Iraq is the good war, Afghanistan the bad. So says State Department coordinator for Iraq, David Satterfield, according to timesonline.com. The evidence is substantial. The past six months in Iraq have brought not only a semblance of order to the chaos, but also the beginnings of political cooperation. The violence that continues to flare is restricted to a much smaller region than the country-wide theatre of one year ago. Meanwhile, the Afghanistan effort grows ever more hobbled by a self-restrained NATO, resilient Taliban, and political bedlam. From the Times:

It is the nature of Afghanistan. Afghanistan has many deficits not present in Iraq. Iraq is a wealthy country, it has resources, badly used, but it has resources,” he said. It is rich. Iraq, for all its difficulty in unifying politically, has many quasi-democratic, recognisable political forces. Afghanistan has warlords,” he said.

Funny how Satterfield’s description of Iraq recalls the very points made by those of us who were optimistic about that country’s chances for democracy when the war began. Surely, this counts as pre-war intelligence of the non-laughable variety.
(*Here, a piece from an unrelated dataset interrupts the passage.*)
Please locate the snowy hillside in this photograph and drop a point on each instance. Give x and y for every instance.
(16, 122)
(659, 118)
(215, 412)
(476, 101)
Satterfield also points out: “today more Iraqi citizens in more areas of Iraq were more secure than at any time since the US invasion in 2003.” One should add that with pre-war estimates of state-murdered civilians at between 20,000–25,000 annually, more Iraqi citizens in more areas of Iraq are more secure than at any time in the past thirty years.

One wonders how this novel flip-flop will play out politically. Will Hillary Clinton insert Afghanistan for Iraq in all her upcoming speeches? Not likely. That would be an acknowledgement of the fact that she’s based her withdrawal rhetoric on a sense of defeat rather than on having been lied to. But then, if public sentiment shifts, she’ll be sure to follow.

However, it’s most useful to think of these wars not in terms of good and bad, but as improving and waiting to improve. If General Petraeus moves to Central Command (as Max Boot suggested), he could inspire the clarity and ingenuity allowing us to call them both good wars.